“Technologies like injection molding are not able to withstand these temperatures, while prepreg is not capable of achieving required high volumes,” says Mainka. “At the end of the day, everything comes down to reaching the volume that’s needed and implementing it in the plant without having any changes to the assembly line.”
As Shane Skop, SURF’s composites engineering manager, elaborates, “Typically with compression molding you’re working more with thermoset systems, so you’re getting higher temperature-rated materials, which can withstand automotive e-coat temperatures of nearly 400 degrees Fahrenheit. That’s a big advantage for compression molding over injection molding or thermoplastics. They have a lot of trouble getting through e-coat, which is a major hindrance to widespread adoption in the automotive industry.”

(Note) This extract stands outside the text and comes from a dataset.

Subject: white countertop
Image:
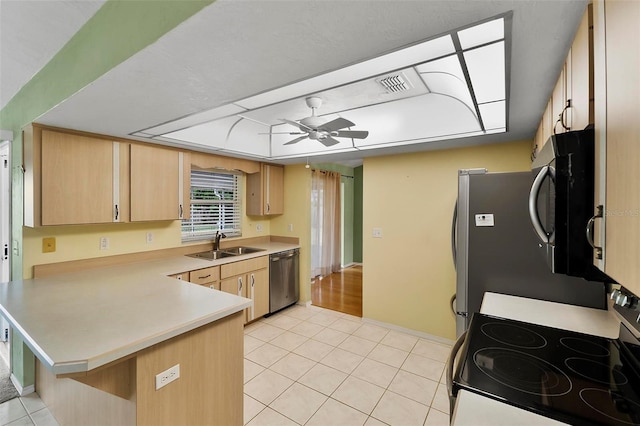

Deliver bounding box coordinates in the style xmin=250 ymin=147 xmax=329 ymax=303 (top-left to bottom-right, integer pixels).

With support from SURF and its material supplier, IDI Composites, VWGoA developed a new Class A SMC and an advanced primer system. Mainka estimates that approximately half the component’s three-year development was spent creating the right material formula to achieve Class A requirements.
“The liftgates were shipped to our factory in Chattanooga, Tenn., and have been successfully painted using the paint line,” he adds. “That was a huge development from this project. We are able to run this component through the paint line like we can do with a steel part.”
Inside the Press
Mainka notes that SURF provides a unique opportunity for the industry to test new production methods in a setting that is very close to production ready. “Using this resource makes it possible to evaluate new production processes without interfering with current production in our plants,” he says. However, the team at SURF is constantly examining its processes to move composite manufacturing in new directions. This includes work to better understand the science behind material technologies.
“There isn’t a whole lot of dedicated science behind actually making a full-scale part,” says Skop, who previously worked for a Tier 1 supplier. “It’s a lot of getting the right ‘feel’ from the engineers in the plant. What we’re trying to do here is to bring it to more of a science than an art form.”
Today, Skop says, IACMI researchers are using SURF to remove some of the unknowns at play within the compression molding process. This work is meant to help engineers troubleshoot production in the event of material issues. “Every once in a while, you get things that just don’t make sense, where the material is not reacting how you think it should and there’s not a lot of data to explain it,” Skop says.
To this end, IACMI is working with researchers at Purdue University on a project to validate closed mold simulations to better understand what happens in the press and within tools as composite materials cure. The team runs an experiment on SURF’s small 75-ton compression molding equipment and then compares the data gleaned from that test to the simulations Purdue is running on the same tool geometry. In validating this part on a small scale, researchers can tailor the charge pattern on a full-size part to reduce weak areas when utilizing discontinuous fiber materials or create the best possible fit within the parameters of a manufacturable part.
“A lot of people see compression molding as you put some material in and it goes into a tool that’s like this ‘black box’ and then, poof, a part comes out,” Skop says. Understanding what happens to the material while in the tool has the potential to provide a lot of insight. If a material flows 10 inches versus 5 inches, how does that affect its strength? How does that affect its ability to be knit into another material?
“Once we have a better picture of what it looks like in the tool, we can start dialing in and optimizing parameters,” Skop says.
The SURF technical team is in the early stages of working with colleagues at Purdue, along with Volkswagen and material suppliers, to develop insight into pressing parameters for a range of materials within a co-molding method. The goal is to determine how to maintain good interface strength and co-mingling properties of continuous materials with discontinuous materials.
As Skop explains, continuous fiber materials can provide significantly greater properties than discontinuous materials, but come with drawbacks in part design and consolidation. “We’re looking at how we can bring those two types of materials together – continuous and discontinuous – to achieve the design and molding flexibility of an SMC (discontinuous format), but utilize the strength of prepreg materials (continuous format) as well,” Skop says.
Future Innovation
With the Ford and VWGoA projects completed, SURF is ready to move forward. In July, the DOE Vehicle Technologies Office granted two $7.5 million awards, one to Ford and one to General Motors, both of which SURF will support. The Ford team, in collaboration with Oak Ridge National Laboratory, will develop multifunctional composite structures with electronics integration for cross car beam applications.
As Boeman points out, SURF’s work thus far has been driven by weight-saving benefits, but there’s tremendous opportunity for improving component multifunctionality. For instance, components such as liftgates and cross car beams can be embedded with sensors or wiring harnesses, which in turn support simplified assembly. “By the nature of molding with conformable materials, you have the ability to look at creative engineering solutions,” Boeman says.
The General Motors team will develop FRP composites for high-volume manufacturing of structural battery enclosures using compression molding technologies. Boeman points out that hybrid molding technologies – which might be hybridization with metal inserts within composites or of low-cost discontinuous products merged with continuous fiber inserts – also hold great promise.
SURF is also supporting companies like BASF in moving novel applications forward. “We have a lot of startups come to us that are interested in learning about composites or don’t have the equipment for development,” Skop says. It’s up to Skop and his team to help those companies identify – or create – the solutions that can achieve the desired performance requirements.